If you don't use one of them to manage your perimeter security, the workload to identify attacks at the perimeter needs to be passed off to scripts or devices in the main part - for most organisations there are just too many attempted attacks.

If you can implement a perimeter device to drop basic attacks this should take care of general port scanning. The types of abuse you might detect inbound from that device that aren't useful to report include exploit attempts which don't match your infrastructure (eg Windows attacks against Unix machines), brute force attacks etc.

If an attack comes from a registered corporate you may have luck - eg reporting to HP's abuse contact can get very quick results - as big companies don't want the legal ramifications of dealing with a computer they own being implicated in an attack.

------- so much for the good stuff -------

Finding out who to report to is a major issue.
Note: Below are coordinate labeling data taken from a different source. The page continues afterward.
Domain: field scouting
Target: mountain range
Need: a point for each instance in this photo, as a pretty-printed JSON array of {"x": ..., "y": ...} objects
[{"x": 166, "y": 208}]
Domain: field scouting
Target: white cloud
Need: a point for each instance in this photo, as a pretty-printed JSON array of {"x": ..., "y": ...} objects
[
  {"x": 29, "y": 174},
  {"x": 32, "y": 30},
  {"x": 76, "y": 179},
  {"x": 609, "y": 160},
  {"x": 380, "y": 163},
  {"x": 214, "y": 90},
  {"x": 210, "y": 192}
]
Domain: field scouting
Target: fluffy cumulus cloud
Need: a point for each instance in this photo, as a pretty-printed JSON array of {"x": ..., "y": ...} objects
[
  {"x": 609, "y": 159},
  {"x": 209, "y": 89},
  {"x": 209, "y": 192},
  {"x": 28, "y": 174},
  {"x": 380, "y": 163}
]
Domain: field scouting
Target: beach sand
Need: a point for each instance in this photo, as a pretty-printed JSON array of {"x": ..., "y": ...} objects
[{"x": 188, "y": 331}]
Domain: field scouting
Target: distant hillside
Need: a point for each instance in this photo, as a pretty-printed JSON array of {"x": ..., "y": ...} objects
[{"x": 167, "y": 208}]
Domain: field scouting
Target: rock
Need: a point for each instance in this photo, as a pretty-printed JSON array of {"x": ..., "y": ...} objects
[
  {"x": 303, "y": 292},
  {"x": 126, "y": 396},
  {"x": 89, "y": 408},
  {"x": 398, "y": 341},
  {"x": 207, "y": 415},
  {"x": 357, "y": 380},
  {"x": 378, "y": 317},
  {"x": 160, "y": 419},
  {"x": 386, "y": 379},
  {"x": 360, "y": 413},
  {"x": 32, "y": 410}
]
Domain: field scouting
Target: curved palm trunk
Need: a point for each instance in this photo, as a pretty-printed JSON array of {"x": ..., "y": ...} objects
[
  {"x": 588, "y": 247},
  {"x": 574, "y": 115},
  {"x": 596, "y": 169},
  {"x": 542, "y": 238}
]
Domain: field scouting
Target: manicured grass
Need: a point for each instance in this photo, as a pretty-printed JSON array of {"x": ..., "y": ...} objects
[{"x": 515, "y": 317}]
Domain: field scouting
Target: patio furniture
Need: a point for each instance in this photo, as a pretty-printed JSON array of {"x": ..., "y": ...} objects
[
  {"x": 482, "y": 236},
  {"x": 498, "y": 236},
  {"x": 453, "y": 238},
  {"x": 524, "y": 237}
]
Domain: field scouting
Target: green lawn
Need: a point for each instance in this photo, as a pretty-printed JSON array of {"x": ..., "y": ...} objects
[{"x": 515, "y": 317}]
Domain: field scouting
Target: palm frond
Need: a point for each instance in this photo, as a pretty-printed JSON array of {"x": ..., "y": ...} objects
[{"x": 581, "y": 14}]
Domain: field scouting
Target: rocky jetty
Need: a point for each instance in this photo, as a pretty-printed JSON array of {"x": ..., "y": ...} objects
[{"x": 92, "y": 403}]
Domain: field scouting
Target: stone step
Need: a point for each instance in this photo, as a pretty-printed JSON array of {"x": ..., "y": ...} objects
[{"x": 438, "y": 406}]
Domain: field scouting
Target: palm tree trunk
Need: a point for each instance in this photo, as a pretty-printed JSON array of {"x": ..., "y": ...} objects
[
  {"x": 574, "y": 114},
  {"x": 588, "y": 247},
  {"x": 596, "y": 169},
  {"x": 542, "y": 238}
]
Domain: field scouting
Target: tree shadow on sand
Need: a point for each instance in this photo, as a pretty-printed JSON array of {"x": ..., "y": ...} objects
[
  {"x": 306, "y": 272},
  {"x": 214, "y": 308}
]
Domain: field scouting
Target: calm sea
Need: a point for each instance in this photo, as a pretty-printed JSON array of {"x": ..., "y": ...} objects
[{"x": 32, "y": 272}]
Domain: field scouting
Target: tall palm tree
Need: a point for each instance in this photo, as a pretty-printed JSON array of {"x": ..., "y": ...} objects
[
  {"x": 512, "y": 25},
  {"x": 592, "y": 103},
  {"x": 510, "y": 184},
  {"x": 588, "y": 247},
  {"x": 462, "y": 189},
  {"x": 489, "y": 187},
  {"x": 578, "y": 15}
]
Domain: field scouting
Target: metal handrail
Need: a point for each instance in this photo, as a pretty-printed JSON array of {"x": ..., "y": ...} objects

Look up ARIN, RIPE or your regional equivalent - You'll find that the whois records for 'bad guys' are unlikely to be correct and in any case a large number of automated scans and attacks come from compromised home computers or botnets so while you may have a contact at an ISP, they may have no power to do anything. They might have outsourced subnets to other ISP's anyway, or they may just not want to be involved.

From experience, you are much more likely to get action if you are a security person working for a Fortune 350, failing that you must expect bounces or ignored communications. The way round this is often to contact their CEO, CISO or Marketing Director :-)

In terms of information to include - the log and any timestamp offset information are the key items to pass on.